First, some HTML to get us working, a button to start and stop as well as the list that we'll be writing to.

<button id="start">Start</button>
<button id="stop">Stop</button>

<ul id="list">

</ul>

And then the JS is next, with inline comments that should hopefully explain everyting:

// This is the interval key, used when stopping the interval code
let iv;

const cache_key = 'my-cache-key';

function stop() {
window.clearInterval( iv );
}

function start() {
iv = window.setInterval( tick, 1000 );
}

function makeLi( text ) {
const li = document.createElement( 'li' );
li.appendChild( document.createTextNode( text ) );
return li;
}

// Run once a second
function tick() {
// Create a timestamp
const ts = new Date().getTime();

// Store it to local session
store( ts );

// Append to our list
const ul = document.getElementById( 'list' );
ul.appendChild( makeLi( ts ) );
}

function store( text ) {
// See if we have our key
let items = window.localStorage.getItem( cache_key );

// Parse it as JSON or set it to an empty array to start
if ( items ) {
items = JSON.parse( items );
} else {
items = [];
}

// Append our current key
items.push( text );

// Push it back
window.localStorage.setItem( cache_key, JSON.stringify( items ) );
}

// One page load, recreate all items
function load() {
const ul = document.getElementById( 'list' );
let items = window.localStorage.getItem( cache_key );
if ( !items ) {
return;
}
items = JSON.parse( items );
items
.forEach(
( item ) => {
ul.appendChild( makeLi( item ) )
}
);
}

// Click handlers for the button
document.getElementById( 'start' ).addEventListener( 'click', start );
document.getElementById( 'stop' ).addEventListener( 'click', stop );

// Reload anything previously stored on page refresh
window.addEventListener( 'load', load );

As for what you store in local storage, that depends. If your DOM is complex but short, you could possibly store the outerHTML of it, but that's a little bit ugly. Instead, I would store the minimum number of fields that you receive from AJAX that you need to use to create objects.

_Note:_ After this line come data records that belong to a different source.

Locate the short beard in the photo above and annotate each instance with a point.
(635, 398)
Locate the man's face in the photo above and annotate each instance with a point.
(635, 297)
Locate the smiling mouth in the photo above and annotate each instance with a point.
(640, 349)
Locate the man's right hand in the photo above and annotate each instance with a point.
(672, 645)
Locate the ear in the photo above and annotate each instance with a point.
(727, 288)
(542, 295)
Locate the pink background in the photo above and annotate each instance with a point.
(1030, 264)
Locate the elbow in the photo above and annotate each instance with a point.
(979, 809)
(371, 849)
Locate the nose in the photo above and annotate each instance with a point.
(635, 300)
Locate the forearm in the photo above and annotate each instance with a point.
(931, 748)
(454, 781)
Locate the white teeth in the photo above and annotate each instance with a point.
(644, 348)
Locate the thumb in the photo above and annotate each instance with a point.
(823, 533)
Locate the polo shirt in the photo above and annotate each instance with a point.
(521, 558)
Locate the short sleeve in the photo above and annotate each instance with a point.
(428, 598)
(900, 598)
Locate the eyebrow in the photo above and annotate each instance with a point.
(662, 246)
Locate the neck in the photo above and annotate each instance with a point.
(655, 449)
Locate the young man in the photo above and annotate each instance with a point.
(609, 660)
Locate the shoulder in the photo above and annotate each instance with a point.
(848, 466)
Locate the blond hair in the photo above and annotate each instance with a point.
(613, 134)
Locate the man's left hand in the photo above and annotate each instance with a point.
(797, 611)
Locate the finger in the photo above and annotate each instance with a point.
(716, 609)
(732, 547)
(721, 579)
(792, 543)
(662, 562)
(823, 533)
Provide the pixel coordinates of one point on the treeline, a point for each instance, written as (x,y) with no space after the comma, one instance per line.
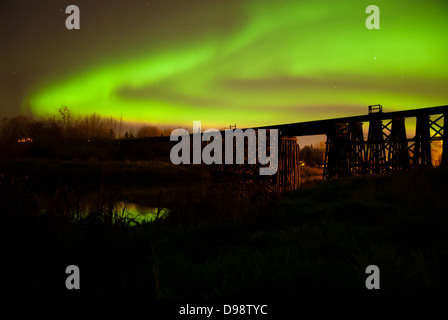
(64,136)
(64,125)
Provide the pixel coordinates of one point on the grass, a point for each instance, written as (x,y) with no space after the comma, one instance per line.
(313,243)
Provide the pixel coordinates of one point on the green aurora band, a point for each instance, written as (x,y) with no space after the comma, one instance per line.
(276,62)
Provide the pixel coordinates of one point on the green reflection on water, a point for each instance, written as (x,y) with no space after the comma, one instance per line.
(139,214)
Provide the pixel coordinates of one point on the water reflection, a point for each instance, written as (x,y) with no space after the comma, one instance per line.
(137,214)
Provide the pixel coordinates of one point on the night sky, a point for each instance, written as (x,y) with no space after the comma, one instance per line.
(244,62)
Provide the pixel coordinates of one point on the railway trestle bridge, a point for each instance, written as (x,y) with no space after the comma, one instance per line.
(384,147)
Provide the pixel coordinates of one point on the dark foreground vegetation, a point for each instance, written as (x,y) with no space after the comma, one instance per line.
(315,242)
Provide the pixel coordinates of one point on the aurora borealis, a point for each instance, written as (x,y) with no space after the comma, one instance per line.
(244,62)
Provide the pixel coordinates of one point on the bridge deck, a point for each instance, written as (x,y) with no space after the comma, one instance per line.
(323,126)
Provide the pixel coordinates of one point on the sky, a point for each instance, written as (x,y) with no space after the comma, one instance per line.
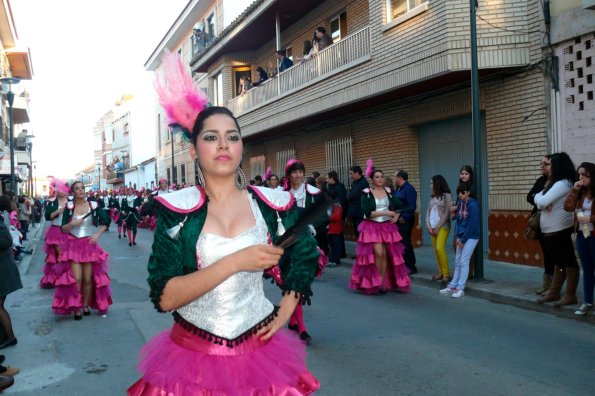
(85,55)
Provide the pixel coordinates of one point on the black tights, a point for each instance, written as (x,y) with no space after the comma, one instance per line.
(5,321)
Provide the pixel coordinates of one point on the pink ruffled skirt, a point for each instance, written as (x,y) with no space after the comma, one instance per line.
(178,362)
(365,276)
(67,296)
(54,238)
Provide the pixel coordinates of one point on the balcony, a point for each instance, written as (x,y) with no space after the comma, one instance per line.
(349,52)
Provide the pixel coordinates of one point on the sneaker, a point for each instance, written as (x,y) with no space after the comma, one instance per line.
(583,309)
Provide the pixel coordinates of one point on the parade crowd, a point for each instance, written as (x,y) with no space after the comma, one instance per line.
(216,241)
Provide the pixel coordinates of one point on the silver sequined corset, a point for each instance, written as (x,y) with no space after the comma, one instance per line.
(86,229)
(239,303)
(381,205)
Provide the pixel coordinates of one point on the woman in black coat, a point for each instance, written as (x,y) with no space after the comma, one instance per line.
(10,281)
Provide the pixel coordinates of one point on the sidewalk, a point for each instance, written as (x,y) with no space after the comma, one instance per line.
(503,283)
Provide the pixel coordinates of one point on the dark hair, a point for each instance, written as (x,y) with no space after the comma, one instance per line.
(561,168)
(75,183)
(439,186)
(589,168)
(333,175)
(402,174)
(468,169)
(5,203)
(356,169)
(206,113)
(463,187)
(307,47)
(296,165)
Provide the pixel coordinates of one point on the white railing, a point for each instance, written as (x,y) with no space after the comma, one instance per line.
(349,52)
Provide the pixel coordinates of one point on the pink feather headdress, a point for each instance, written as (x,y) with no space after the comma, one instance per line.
(180,98)
(268,173)
(369,167)
(59,185)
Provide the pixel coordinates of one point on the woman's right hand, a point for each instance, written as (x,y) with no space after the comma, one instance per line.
(257,257)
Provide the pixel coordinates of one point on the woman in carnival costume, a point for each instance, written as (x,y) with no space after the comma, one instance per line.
(130,215)
(379,264)
(306,197)
(54,237)
(82,265)
(211,245)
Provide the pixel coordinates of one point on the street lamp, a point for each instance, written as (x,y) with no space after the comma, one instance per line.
(10,98)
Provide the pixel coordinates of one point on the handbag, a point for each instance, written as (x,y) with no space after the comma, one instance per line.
(533,230)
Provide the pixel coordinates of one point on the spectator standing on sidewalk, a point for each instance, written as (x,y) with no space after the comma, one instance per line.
(557,227)
(408,197)
(466,237)
(548,263)
(354,210)
(23,217)
(580,201)
(438,224)
(10,281)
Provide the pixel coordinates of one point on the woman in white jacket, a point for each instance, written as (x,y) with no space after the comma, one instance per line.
(557,227)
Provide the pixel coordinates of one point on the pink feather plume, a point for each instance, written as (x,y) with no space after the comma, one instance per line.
(369,167)
(268,173)
(180,98)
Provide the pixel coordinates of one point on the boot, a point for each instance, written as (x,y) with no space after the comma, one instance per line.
(547,282)
(553,294)
(572,275)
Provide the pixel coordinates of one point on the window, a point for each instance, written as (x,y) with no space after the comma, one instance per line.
(256,166)
(282,158)
(339,157)
(338,27)
(218,90)
(183,173)
(396,8)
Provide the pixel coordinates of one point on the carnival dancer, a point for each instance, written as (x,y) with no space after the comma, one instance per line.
(379,264)
(206,265)
(119,204)
(130,214)
(82,265)
(54,237)
(306,197)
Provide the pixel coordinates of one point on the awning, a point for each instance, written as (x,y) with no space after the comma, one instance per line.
(20,62)
(20,110)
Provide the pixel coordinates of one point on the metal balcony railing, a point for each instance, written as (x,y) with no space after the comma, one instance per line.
(349,52)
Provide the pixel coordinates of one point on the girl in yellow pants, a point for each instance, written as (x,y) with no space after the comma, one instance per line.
(438,224)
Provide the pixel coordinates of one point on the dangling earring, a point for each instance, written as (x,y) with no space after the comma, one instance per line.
(241,181)
(201,178)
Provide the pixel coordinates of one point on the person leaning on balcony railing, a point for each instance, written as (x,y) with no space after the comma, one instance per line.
(283,62)
(321,39)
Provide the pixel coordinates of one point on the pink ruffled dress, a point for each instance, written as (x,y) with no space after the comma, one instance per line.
(77,249)
(365,276)
(212,348)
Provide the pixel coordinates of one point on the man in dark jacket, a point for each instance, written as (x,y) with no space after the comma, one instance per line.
(354,197)
(408,196)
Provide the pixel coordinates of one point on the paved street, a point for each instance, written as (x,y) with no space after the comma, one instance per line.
(420,343)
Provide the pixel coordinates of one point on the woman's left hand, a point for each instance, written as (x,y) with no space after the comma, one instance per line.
(94,238)
(286,308)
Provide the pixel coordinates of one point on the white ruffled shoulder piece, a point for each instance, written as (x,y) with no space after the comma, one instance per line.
(183,201)
(276,199)
(313,190)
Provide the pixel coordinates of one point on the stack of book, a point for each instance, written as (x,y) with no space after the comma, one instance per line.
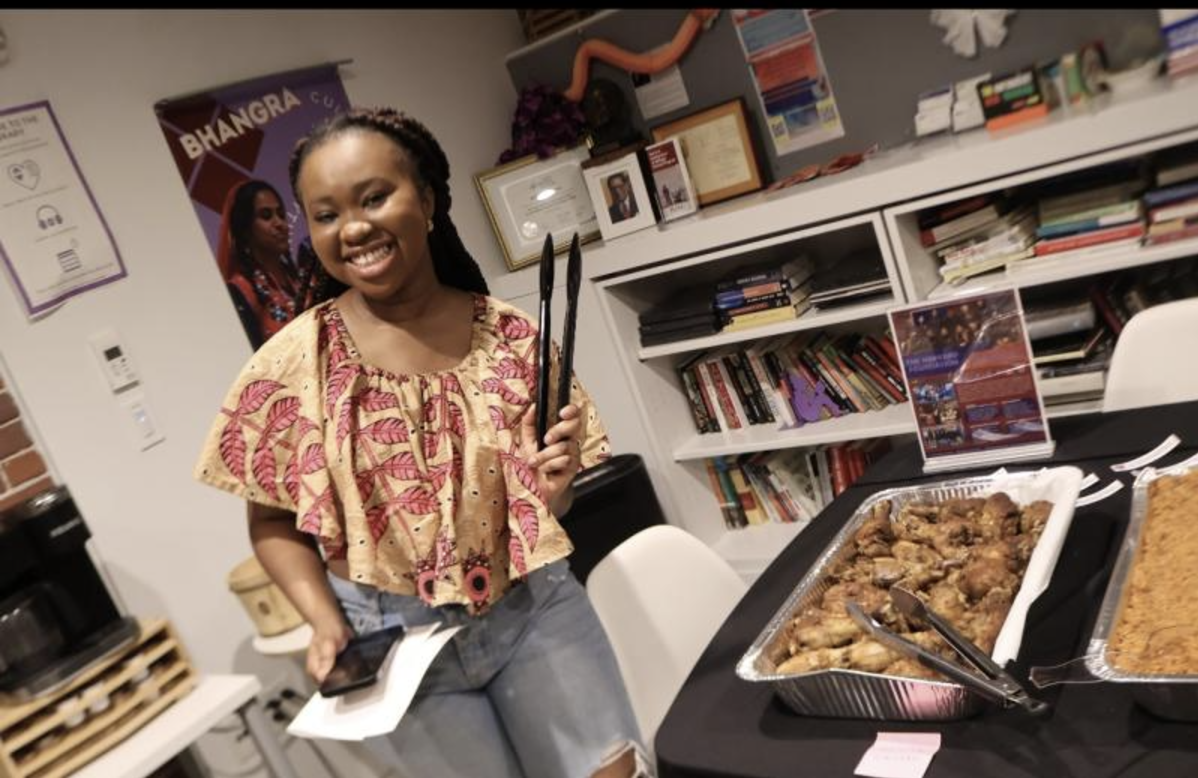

Also, on whatever you are storing, I would recommend having a property on your object called something like "version", and whenever you introduce a new feature to your AJAX logic increment this manually. That way, if someone comes back to your page with data that no longer makes sense, your app can detect it and throw it away.

This sample app stores a very simple array, but like I said, you'll probably want to store an object and you'll also want to perform validation and sanitization, just like you do in AJAX.

edit

I should also add, you'll want to make sure that you have far-future cache expires on resources like images in order to gain extra site speed from local caching.

From my comment, this site (which is 4 years old) says that 97.6% of people have local storage enabled, so I would absolutely use this since the downgrade is just "only the most current" which is still not a bad experience.

If you open your developer tools on your reference sites, you can inspect the application section for local storage and you'll find a version of what I'm talking about there.